In Calgary, Ashleigh Hislop just assumed she wasn’t a very energetic person. The 32-year-old planner at the City of Calgary never woke up feeling rested, would nap during the day, and would often feel grouchy. Six years ago, because of a lack of motivation and difficulty concentrating, her work began to suffer.

After attending a lunch-time seminar on sleep habits, she realized she might have a sleep disorder. She was diagnosed with non-restive insomnia, which meant that while she would fall asleep, her body never fell into a deep enough state of relaxation that she actually benefited from shut eye. It affected her concentration, her mood and her cognitive abilities.

Upwards of one in four Canadians experience insomnia – the inability to fall or stay asleep – at least once a week, while 10 per cent suffer from chronic insomnia, like Gana and Hislop. But even those who aren’t insomniacs are likely to be missing out on some crucial shut eye, says Kimberly Cote, professor at Brock University and former president of the Canadian Sleep Society.

Kimberly Cote is a professor at Brock University and is the former president of the Canadian Sleep Society.

Submitted

Kimberly Cote is a professor at Brock University and is the former president of the Canadian Sleep Society.

While the average Canadian reported sleeping slightly more than eight hours in a wide-ranging 2005 Statistics Canada study on sleep, people who work full-time jobs, make more than $60,000 per year and have long commutes are most likely to sacrifice shut eye. On average, they lose the equivalent of five days of sleep per year, compared to those with short commutes, work part time or make less than $20,000.

And while adults should get between six and nine hours of sleep each night, Cote says, each person has a different requirement to feel rested the next morning.

“It’s absolutely a myth that eight hours is the goal you must reach,” she says.
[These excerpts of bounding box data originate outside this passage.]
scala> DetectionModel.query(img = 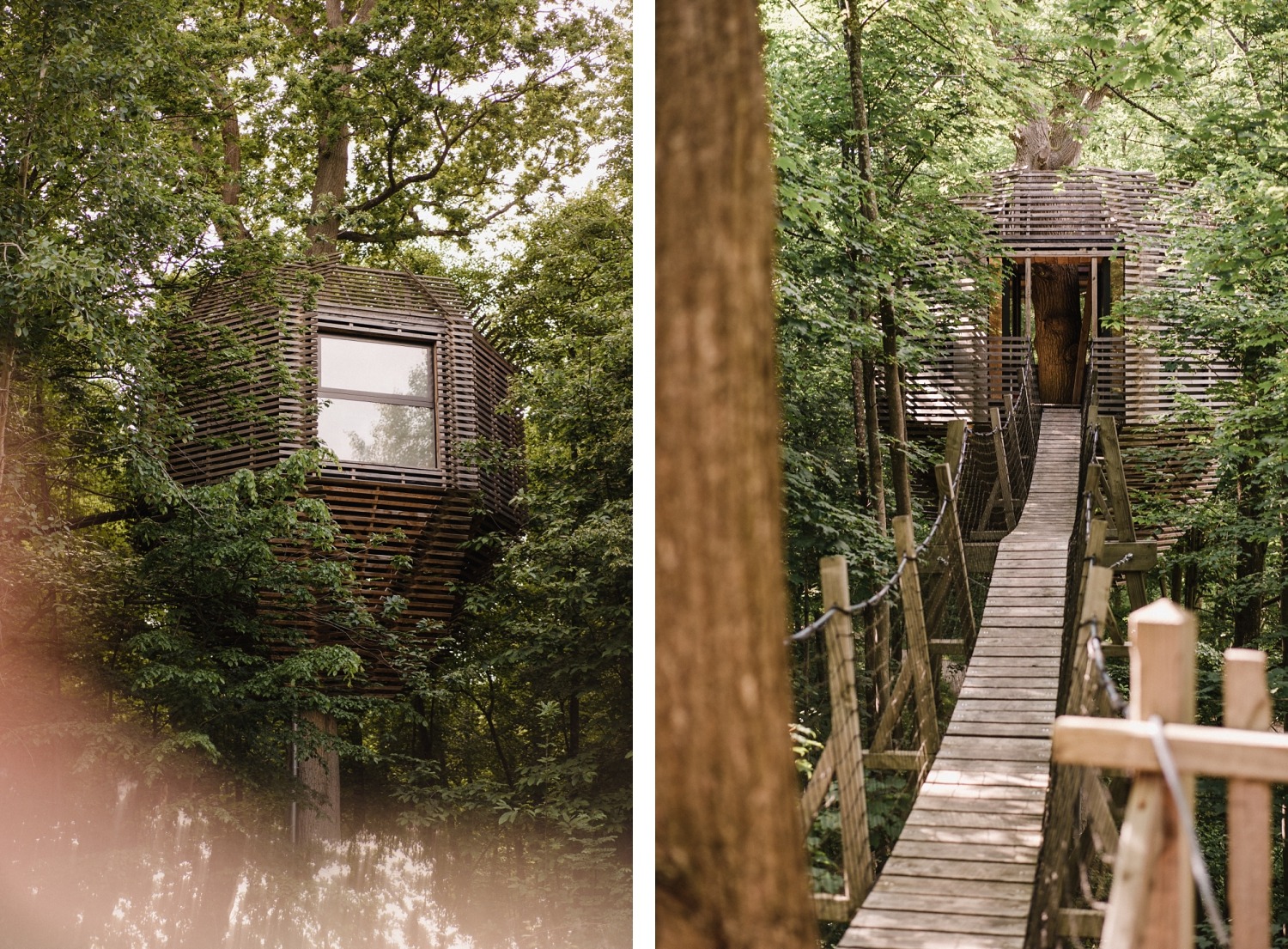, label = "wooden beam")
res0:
[988,407,1015,531]
[1133,599,1200,949]
[1100,541,1158,573]
[863,748,927,771]
[1060,909,1105,939]
[1224,649,1270,949]
[1100,416,1145,609]
[935,464,976,649]
[1024,258,1033,340]
[1051,715,1288,784]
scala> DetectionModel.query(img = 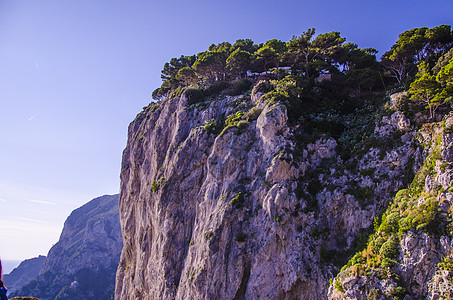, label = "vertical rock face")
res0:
[115,94,414,300]
[328,114,453,299]
[11,195,122,300]
[3,255,46,293]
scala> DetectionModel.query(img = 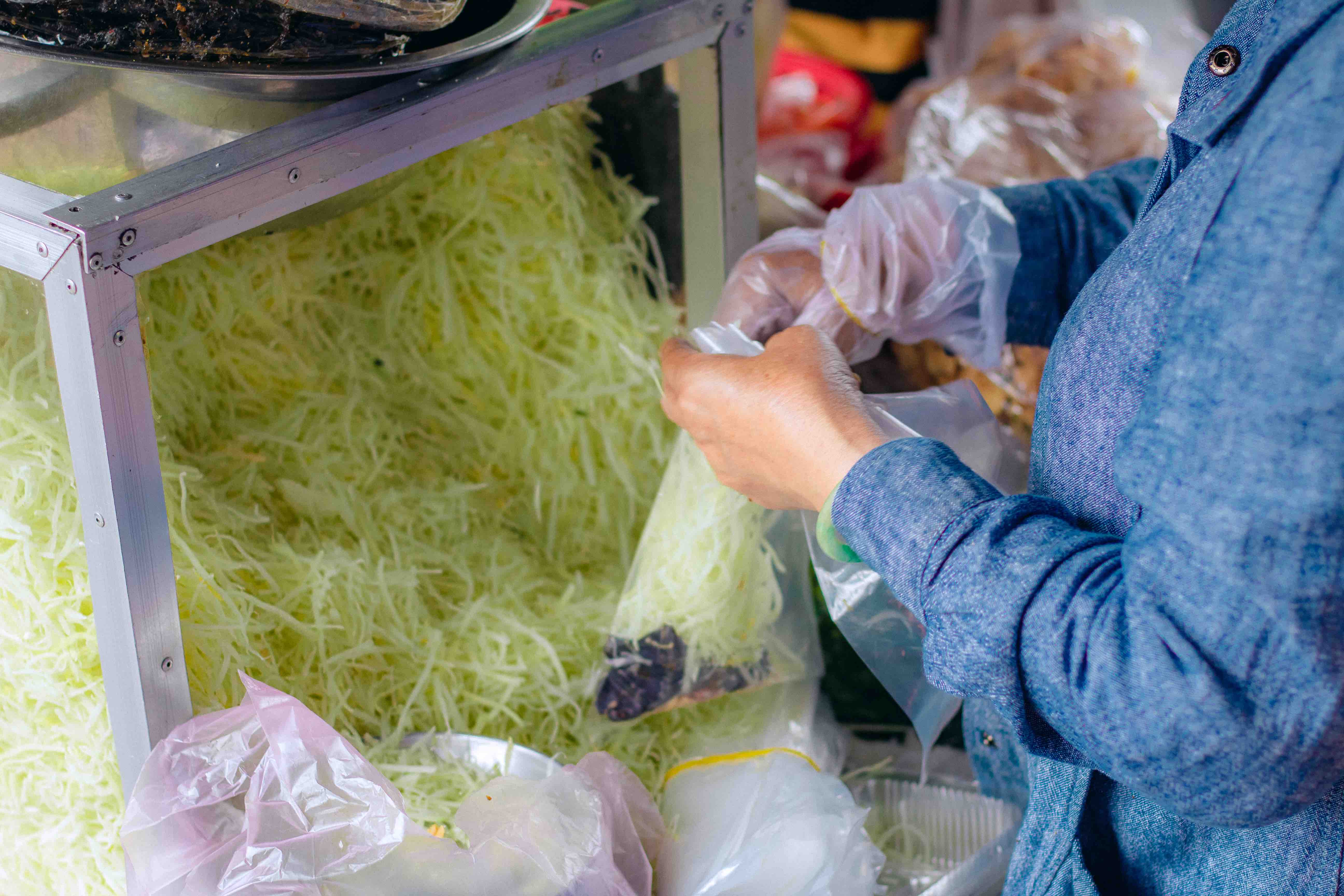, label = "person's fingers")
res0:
[659,336,700,390]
There’s no formula for determining that magic number, she says. (Researchers at Western University are currently recruiting for a 100,000-person wide sleep study to help better understand how much sleep adults require). But overall, Canadians aren’t feeling rested.

In 2016, the Diary Farmers’ of Canada funded Canadian Sleep Review found that 70 per cent of adults wished they could get a better night’s sleep, with 74 per cent reporting they get less than seven hours of shut eye. A 2015 study from insurance firm Aviva found that Canada ranks third among 13 countries for a good night’s sleep, with 30 per cent of respondents saying they don’t get enough.

This sleep debt can have long-lasting health risks. One European study of insomniacs saw their brains shrink more in terms of volume than people who reported regularly getting good night’s sleep, while another found men who reported not sleeping well were one-and-a-half times more likely to develop Alzheimer’s later in life. But it’s more than just our brains. Cote adds that long-term poor sleep habits can lead to weight gain, depression as well as increased risk for heart disease, diabetes and other metabolic disorders.

Hislop says after her diagnosis, she was put on a strict sleep diet with common sense rules to follow, such as maintain a consistent bed and wake-up time, keep the bed for sleeping only or get out of the bedroom if you struggle with sleep. The results are night and day, she says. While she still struggles with a good night’s rest once in a while, she’s got more energy than she’s had in years. “It’s been amazing.”

“The biggest thing Canadians need to do is make sleep a priority,” Cote says. “It’s like losing weight – you need to change your habits.”